Na verdade, havia o lugar certo de comprar verduras, carnes e massas. E também bebidas, especiarias e outras mercadorias. Esse lugar era o supermercado, o sacolão, a mercearia, o atacadista ou até mesmo a distribuidora, onde Ana Paula fazia as compras para a sua própria casa. O que significa que os ingredientes utilizados na cantina eram os mesmos levados à mesa da família Seriacopi – inclusive, aqueles via fornecedores matutinos.

Idêntica falta de distinção na compra de produtos e mercadorias era gloriosamente empregada no trato com as refeições, pois os pratos lembravam e muito a tradicional “comida das mães ou avós”. Com sabor, tempero e preparo inigualáveis, existe ali uma combinação de simplicidade com uma explosão de paladar.
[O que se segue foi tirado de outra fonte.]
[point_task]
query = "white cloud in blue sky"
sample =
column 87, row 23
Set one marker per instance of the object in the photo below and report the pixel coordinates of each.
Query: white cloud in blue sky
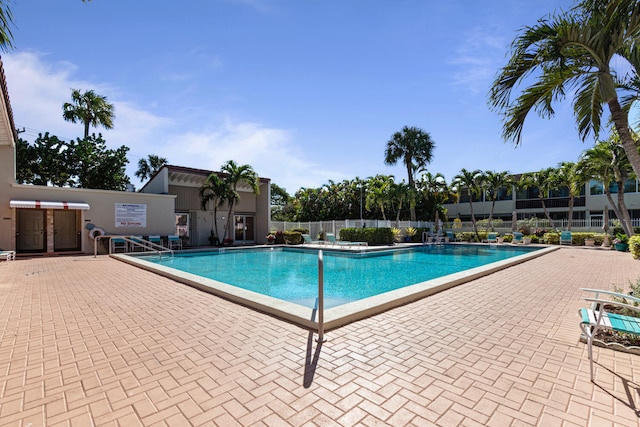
column 305, row 92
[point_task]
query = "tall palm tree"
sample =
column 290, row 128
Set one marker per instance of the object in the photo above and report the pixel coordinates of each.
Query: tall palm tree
column 6, row 22
column 472, row 182
column 542, row 181
column 90, row 109
column 149, row 166
column 494, row 182
column 379, row 193
column 569, row 176
column 608, row 163
column 436, row 191
column 213, row 193
column 235, row 175
column 573, row 53
column 414, row 147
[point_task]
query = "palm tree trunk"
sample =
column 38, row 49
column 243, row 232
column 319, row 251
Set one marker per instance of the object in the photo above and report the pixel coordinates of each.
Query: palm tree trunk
column 473, row 220
column 621, row 122
column 493, row 204
column 412, row 187
column 617, row 210
column 546, row 212
column 570, row 221
column 625, row 218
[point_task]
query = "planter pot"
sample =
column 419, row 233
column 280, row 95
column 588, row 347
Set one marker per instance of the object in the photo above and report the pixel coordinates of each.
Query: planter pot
column 622, row 247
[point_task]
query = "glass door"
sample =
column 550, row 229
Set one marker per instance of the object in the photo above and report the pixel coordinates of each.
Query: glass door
column 31, row 232
column 65, row 232
column 244, row 229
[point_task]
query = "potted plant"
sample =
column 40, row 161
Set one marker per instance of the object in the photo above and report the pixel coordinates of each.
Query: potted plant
column 213, row 239
column 621, row 242
column 409, row 233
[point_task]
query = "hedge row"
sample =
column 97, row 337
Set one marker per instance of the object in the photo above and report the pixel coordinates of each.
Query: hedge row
column 373, row 236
Simplicidade quanto à composição do cardápio (carnes, massas, arroz, feijão, ovo, batata e salada); e paladar quanto ao sabor dos alimentos (sempre frescos, naturais e consistentes). É raro em restaurantes encontrar um arroz soltinho feito na hora, bem como um feijão carioca ou jalo graúdo, bem cozido, suculento e saboroso, com o caldo grosso e com gosto de feijão recém-saído da panela. Na Zona Oeste, é um dos únicos.

A concorrência lá, em resposta, ataca pelo viés contrário. Padarias estão com bufês self-service, fast-foods pipocam por todos os lados – principalmente nas extraordinárias praças de alimentação –, as temakerias deliveries fizeram com que os restaurantes orientais superassem o número de pizzarias, isso sem contar os famosos PFs ou PEs (Executivos) que deixam constrangidos – com seu desperdício exacerbado de comida – quem busca apenas uma pequena refeição (característica de consumo que deve ser levada altamente em consideração numa cidade onde os índices de obesidade são significativos e onde os habitantes são conscientes da importância de se adotar hábitos alimentares saudáveis).

Não se pode desprezar os vários restaurantes de primeira qualidade nos arredores da cantina, que ofertam pratos de degustação ímpar, contudo, a preços pouco convidativos. Da mesma forma que deve-se considerar que não experimenta-se arroz e feijão similares àqueles servidos no pé do morro. Um arroz e feijão que se destaca pelo uso equilibrado e sensato de sal, alho e óleo. Igual não há.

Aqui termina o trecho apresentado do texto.